Yapılması gerekenler elbette vardır. Bunun için özetle:
- İster sanayi, ister tüketim ve tarım olsun suyu aşırı kullanmamalıyız.
- Her türlü gıdayı israf etmemeli; Ramazan münasebetiyle de aşırı tüketimden sakınmalıyız.
- Zamanı da iyi kullanmalı, üretken, çalışkan, paylaşımcı ve destekleyici projelere imza atmalıyız.
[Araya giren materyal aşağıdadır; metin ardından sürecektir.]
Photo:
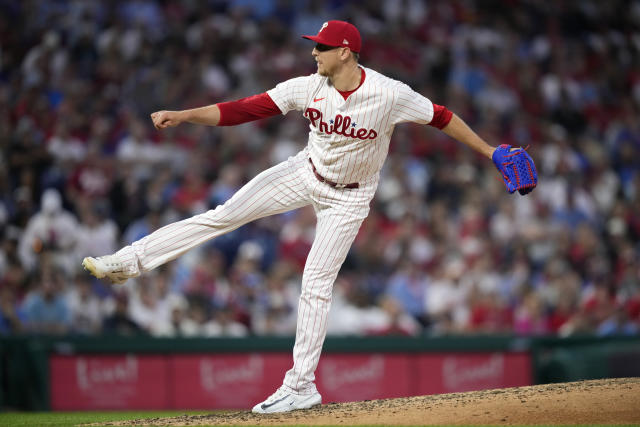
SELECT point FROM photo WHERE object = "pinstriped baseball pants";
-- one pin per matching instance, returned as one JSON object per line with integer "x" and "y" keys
{"x": 286, "y": 186}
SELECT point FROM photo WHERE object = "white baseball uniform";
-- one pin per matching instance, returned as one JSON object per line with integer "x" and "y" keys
{"x": 348, "y": 143}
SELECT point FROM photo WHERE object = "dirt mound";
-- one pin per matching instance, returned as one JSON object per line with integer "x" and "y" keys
{"x": 610, "y": 401}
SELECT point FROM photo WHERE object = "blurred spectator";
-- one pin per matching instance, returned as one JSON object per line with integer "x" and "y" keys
{"x": 119, "y": 321}
{"x": 45, "y": 308}
{"x": 84, "y": 306}
{"x": 52, "y": 230}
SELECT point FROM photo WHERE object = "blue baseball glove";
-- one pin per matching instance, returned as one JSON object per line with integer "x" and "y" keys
{"x": 517, "y": 169}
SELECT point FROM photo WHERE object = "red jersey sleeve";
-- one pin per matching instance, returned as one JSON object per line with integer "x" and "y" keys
{"x": 441, "y": 116}
{"x": 247, "y": 110}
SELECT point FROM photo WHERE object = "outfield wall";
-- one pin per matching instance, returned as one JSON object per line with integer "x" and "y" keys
{"x": 85, "y": 373}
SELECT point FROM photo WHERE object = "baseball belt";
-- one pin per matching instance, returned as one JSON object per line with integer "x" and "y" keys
{"x": 331, "y": 183}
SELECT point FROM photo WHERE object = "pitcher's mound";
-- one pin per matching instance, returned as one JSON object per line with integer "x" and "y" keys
{"x": 609, "y": 401}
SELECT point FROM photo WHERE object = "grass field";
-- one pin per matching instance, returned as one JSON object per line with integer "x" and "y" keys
{"x": 67, "y": 419}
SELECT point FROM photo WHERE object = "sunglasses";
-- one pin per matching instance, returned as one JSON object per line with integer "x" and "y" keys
{"x": 323, "y": 47}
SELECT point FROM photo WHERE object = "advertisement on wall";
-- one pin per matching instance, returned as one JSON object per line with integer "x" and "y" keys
{"x": 226, "y": 381}
{"x": 108, "y": 382}
{"x": 354, "y": 377}
{"x": 239, "y": 381}
{"x": 455, "y": 372}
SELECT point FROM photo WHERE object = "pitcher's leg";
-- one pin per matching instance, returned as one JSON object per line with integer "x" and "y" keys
{"x": 335, "y": 232}
{"x": 273, "y": 191}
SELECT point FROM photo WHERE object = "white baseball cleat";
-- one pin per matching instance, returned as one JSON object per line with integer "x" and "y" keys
{"x": 108, "y": 266}
{"x": 284, "y": 401}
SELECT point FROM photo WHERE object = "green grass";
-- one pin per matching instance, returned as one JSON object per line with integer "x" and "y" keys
{"x": 67, "y": 419}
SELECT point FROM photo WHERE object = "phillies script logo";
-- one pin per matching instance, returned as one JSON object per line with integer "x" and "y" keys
{"x": 458, "y": 374}
{"x": 215, "y": 375}
{"x": 336, "y": 375}
{"x": 340, "y": 125}
{"x": 92, "y": 373}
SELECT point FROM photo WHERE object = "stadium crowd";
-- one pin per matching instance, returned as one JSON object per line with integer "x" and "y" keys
{"x": 445, "y": 249}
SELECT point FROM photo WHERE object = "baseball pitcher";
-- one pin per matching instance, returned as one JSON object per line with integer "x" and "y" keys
{"x": 352, "y": 111}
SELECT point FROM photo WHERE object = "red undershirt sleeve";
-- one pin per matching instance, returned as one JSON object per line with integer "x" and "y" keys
{"x": 247, "y": 110}
{"x": 441, "y": 116}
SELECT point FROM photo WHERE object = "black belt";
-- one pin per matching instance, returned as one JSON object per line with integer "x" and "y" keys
{"x": 331, "y": 183}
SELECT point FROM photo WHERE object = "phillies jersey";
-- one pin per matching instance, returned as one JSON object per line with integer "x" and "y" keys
{"x": 349, "y": 139}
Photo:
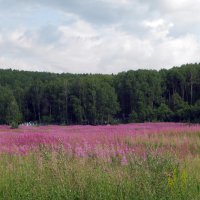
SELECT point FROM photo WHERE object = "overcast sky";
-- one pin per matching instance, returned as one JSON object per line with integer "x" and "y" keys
{"x": 98, "y": 36}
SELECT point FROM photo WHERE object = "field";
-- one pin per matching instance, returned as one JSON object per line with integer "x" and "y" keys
{"x": 133, "y": 161}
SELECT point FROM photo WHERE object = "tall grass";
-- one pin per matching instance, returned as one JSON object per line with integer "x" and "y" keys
{"x": 54, "y": 175}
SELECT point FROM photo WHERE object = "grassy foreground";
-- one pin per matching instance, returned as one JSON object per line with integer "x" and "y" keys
{"x": 52, "y": 175}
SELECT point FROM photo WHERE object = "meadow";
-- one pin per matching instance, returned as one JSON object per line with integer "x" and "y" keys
{"x": 132, "y": 161}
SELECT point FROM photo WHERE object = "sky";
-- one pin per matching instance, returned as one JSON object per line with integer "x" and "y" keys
{"x": 98, "y": 36}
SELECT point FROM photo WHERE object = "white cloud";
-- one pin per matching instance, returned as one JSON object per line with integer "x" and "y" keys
{"x": 100, "y": 36}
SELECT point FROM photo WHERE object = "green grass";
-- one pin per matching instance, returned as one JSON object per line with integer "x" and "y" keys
{"x": 55, "y": 176}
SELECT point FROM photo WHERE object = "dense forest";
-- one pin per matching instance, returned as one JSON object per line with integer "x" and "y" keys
{"x": 133, "y": 96}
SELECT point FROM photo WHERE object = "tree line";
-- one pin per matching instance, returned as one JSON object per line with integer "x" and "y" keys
{"x": 132, "y": 96}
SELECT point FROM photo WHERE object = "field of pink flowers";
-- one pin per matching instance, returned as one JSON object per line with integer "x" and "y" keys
{"x": 104, "y": 142}
{"x": 134, "y": 161}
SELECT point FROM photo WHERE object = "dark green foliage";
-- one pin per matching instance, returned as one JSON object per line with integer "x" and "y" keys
{"x": 133, "y": 96}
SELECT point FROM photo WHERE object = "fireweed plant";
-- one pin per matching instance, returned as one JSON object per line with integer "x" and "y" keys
{"x": 133, "y": 161}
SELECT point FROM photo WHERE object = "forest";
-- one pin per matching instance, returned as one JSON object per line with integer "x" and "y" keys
{"x": 132, "y": 96}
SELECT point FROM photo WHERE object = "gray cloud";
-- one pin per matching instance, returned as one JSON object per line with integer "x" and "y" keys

- Ramazan süresince verilen iftar yemeklerinden vazgeçmeliyiz diyemeyiz se de, hiç değilse yemek çeşidini 3 te tutmalıyız. Çöpe giden hiç ama hiç artığımız ve atığımız olmamasına dikkat etmeliyiz.
- Yine Ramazan ayında sağlık için kullanılan salonlar (spor ve eğlence) kapatılmalı, sağlık için spor ihtiyacımızı parklarda, hem de gruplar halinde neşeyle yapmalıyız.
İşin içinde gıda fiyatlarında fahiş artışlar yapanların da kendine çek-düzen vermesi de vardır. Bunu yapanlara verilecek cezanın fahişin büyüklüğüne göre deprem bölgesi mağdurlarına yemek cezası ile cezalandırılarak, bu türlere vermenin de tadının tattırılması olmalıdır.
Söylenecek çok şey olsa da, esas olan yöresel ve geleneksel değerler eşliğinde, sağduyu ve akıl ölçüsü çerçevesinde güzel, iyi, sağlıklı olanı, paylaşımcı anlayışla yapmamızdır.
Sağlık ve huzurla; barışa, muhabbete ve Devlete merhaba.